The Kalmar Union was ever a tentative union, conflict and disagreement between the Danish monarchy and the Swedish nobility (who controlled Finland at the time) was rife. This period was one of frequent warfare between Denmark and Sweden, and within Sweden itself there was a continual struggle for power by competing nobility attempting to take hold of the Swedish crown. As a result of this struggle Finland was to suffer heavily, mostly from taxation by the Swedish nobility, but also because of wars fought on its soil and from a persistent disruption to its trade. Sweden diverted resources from the country's eastern borders which left Finland open to attacks from the Grand Duchy of Muscovy, which was expanding and would eventually become the Russian Empire. In 1478 Grand Duke Ivan III had taken control of Novgorod, which brought the might of Muscovy up to the Finnish border. In 1493, Denmark and Muscovy became allies with the aim of engaging Sweden in war on two fronts, and two years later Finland was invaded by Muscovite forces. In 1497 Sweden and Muscovy made peace, and the borders of 1323 were reinstated.

By 1523 Sweden had become a seperate state thanks to a revolt against the Kalmar Union led by Gustav Vasa, a Swedish nobleman, who became King Gustav I and founded a dynasty that would rule Sweden and Finland for over 100 years.
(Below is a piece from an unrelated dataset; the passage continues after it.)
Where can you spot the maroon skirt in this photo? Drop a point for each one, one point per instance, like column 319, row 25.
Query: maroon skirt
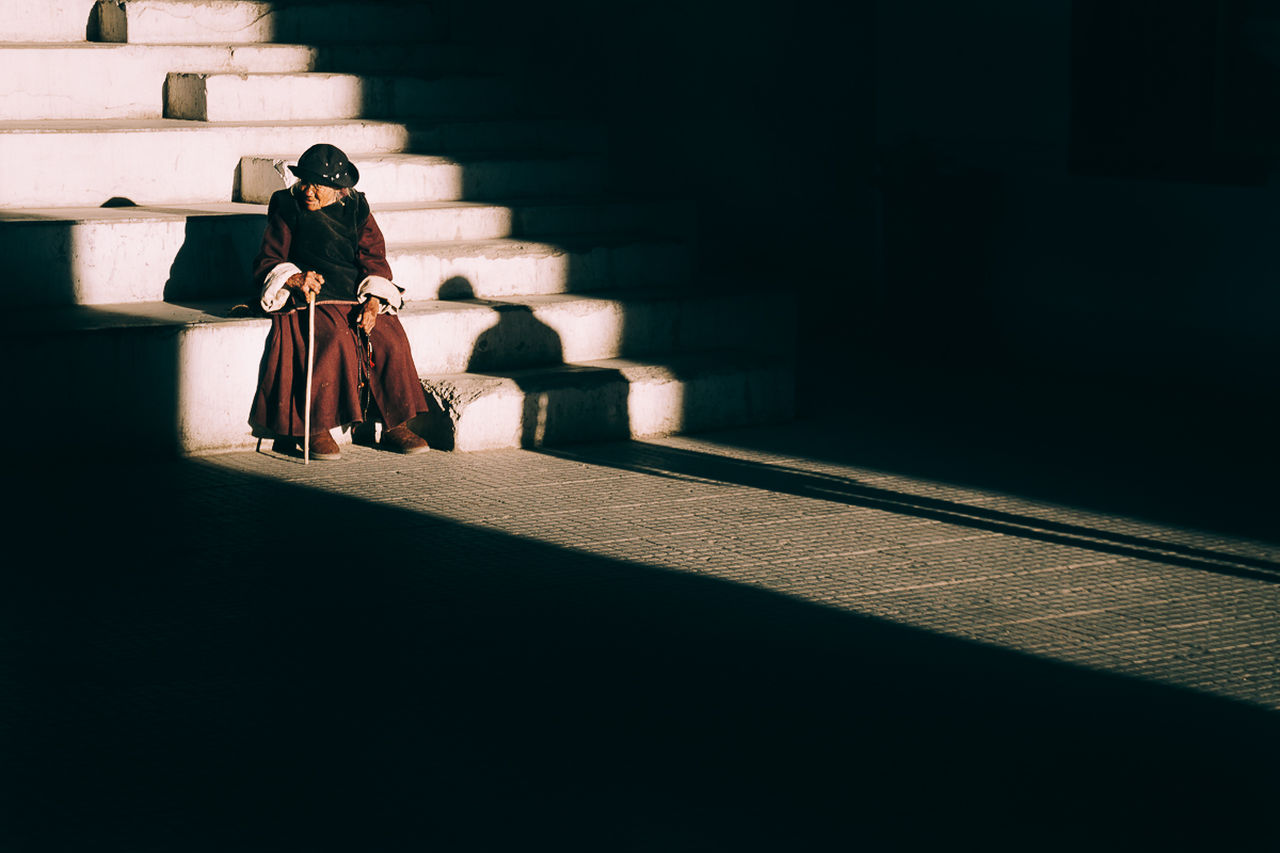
column 278, row 405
The Club / Cudgel War (1596)
In 1596 the peasants of Finland revolted against Swedish exploitation. They had become tired of the hardships they had been forced to endure the Russo-Swedish War of 1590-1595, and further enraged when they discovered that they would have to continue supplying the Swedish army with food, lodging and transport even after the Treaty of Tyavzino had been signed. To make matters worse, there were allegations that the Swedish military were abusing the taxation system by taking more than they were entitled to by force.

The war that ensued was named after the fact that the peasants couldn't afford Zweihander swords, lances, muskets or horses, and instead armed themselves with blunt instruments such as cudgels and maces. They succeeded in capturing Nokia manor and won a number of skirmishes against small cavalry forces, but were then defeated by Cas Fleming on January 1st and 2nd of 1597. The leader of the peasant revolt, Jaako Ilkka, was captured towards the end of January and executed. A second wave of insurgents were defeated on February 24th at Ilmajoki in the Battle of Santavuori. In total, some 3,000 people died during the insurgency, mostly peasants from the regions of Ostrobothnia, Northern Tavastia and Savo.

The Great Northern War and The Greater Wrath (1700-1721)
The Great Northern War began in 1700 when the Northen Alliance, a coalition comprised of Russia, Denmark-Norway, Poland-Lithuania, and Saxony launched an attack on Sweden for control of the Baltic Sea.

Peter the Great's galley navy successfully captured a small detachment of the Swedish navy in 1714 near the Hanko peninsula, which was the first Russian naval victory of the war. Between 1713 and 1714 the Russian army occupied most of Finland, having already taken the city of Vyborg in 1710. Finnish troops made their last stands in the battles of Pälkäne in 1713 and Napue in early 1714, in Isokyrö, Ostrobothnia. The military occupation of Finland by Russia that followed lasted until the treaty of Nystad, signed in 1721, and is known in Finland as the Greater Wrath.